Les semis aux États-Unis sont en retard, mais les producteurs ne paniquent pas. Les planteurs se sont mis à rouler cette semaine et la météo laisse entrevoir de belles fenêtres d’ici le début mai.

Selon le rapport Crop Progress du USDA de lundi, seulement 6 % des superficies en maïs aux États-Unis avaient été ensemencées en date de dimanche dernier. C’est déjà un peu plus qu’à pareille date en 2013 (4 %), mais largement en retard sur la moyenne des cinq dernières années (14 %).

En Iowa, 5 % des superficies en maïs sont ensemencées, alors que la moyenne sur cinq ans au 20 avril est de 22 %.

Plusieurs États ont fait beaucoup de progrès la semaine dernière, dont le Missouri et le Kansas.
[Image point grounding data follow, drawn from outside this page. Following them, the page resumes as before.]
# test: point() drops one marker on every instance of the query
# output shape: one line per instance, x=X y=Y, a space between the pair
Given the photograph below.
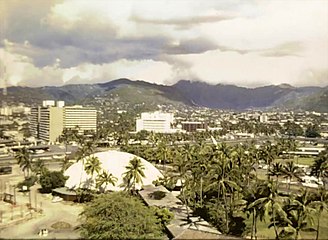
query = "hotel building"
x=48 y=122
x=155 y=121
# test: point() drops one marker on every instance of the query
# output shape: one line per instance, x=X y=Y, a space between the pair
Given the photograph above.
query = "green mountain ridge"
x=192 y=93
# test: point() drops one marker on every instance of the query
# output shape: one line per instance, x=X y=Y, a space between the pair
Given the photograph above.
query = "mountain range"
x=193 y=93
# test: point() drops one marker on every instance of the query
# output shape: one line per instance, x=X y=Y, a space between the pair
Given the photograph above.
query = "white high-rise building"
x=81 y=118
x=48 y=122
x=155 y=121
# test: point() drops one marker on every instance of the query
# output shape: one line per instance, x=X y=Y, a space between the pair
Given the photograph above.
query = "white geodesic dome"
x=114 y=162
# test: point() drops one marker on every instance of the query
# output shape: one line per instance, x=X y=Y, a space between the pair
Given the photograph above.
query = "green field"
x=298 y=160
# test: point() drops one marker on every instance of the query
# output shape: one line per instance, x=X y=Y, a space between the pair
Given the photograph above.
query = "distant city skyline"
x=245 y=43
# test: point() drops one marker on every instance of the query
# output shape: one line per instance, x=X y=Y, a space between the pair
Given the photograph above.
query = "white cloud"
x=80 y=41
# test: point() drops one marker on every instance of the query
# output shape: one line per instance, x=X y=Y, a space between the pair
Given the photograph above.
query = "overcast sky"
x=246 y=43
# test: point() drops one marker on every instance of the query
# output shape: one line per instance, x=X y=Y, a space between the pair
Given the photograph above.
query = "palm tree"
x=92 y=166
x=223 y=174
x=252 y=194
x=38 y=167
x=134 y=174
x=300 y=215
x=268 y=154
x=320 y=167
x=24 y=160
x=276 y=170
x=105 y=178
x=270 y=204
x=290 y=171
x=321 y=204
x=163 y=152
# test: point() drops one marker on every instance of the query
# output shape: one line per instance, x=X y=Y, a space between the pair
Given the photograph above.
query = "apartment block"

Plus au nord, par contre, les semis n’étaient pas encore commencés, notamment au Michigan et au Minnesota.

Ces retards exercent une pression à la hausse sur le prix du maïs, mais les analystes prévoient que dès que les semis se mettront à s’accélérer, le prix pourrait fléchir.

Les producteurs américains ne s’inquiètent pas outre mesure. La situation est semblable à celle de 2013. Les semis avaient connus un départ très lent, puis avaient progressé de 40 % en une semaine au début mai.

Le Midwest et les Plaines aux États-Unis sont pris dans une situation de « catch-22 » : d’une part, les sols sont secs et auront besoin d’humidité pour abreuver les plants, tandis que les faibles précipitations fréquentes empêchent les semis de progresser. On a besoin de temps sec pour semer, mais aussi de temps pluvieux pour que le blé d’hiver survive.

D’après les échos recueillis sur internet, les planteurs sont en action cette semaine ici et là dans le Midwest, selon les conditions locales. Les prévisions météorologiques pointent vers une fenêtre de beau temps au début mai.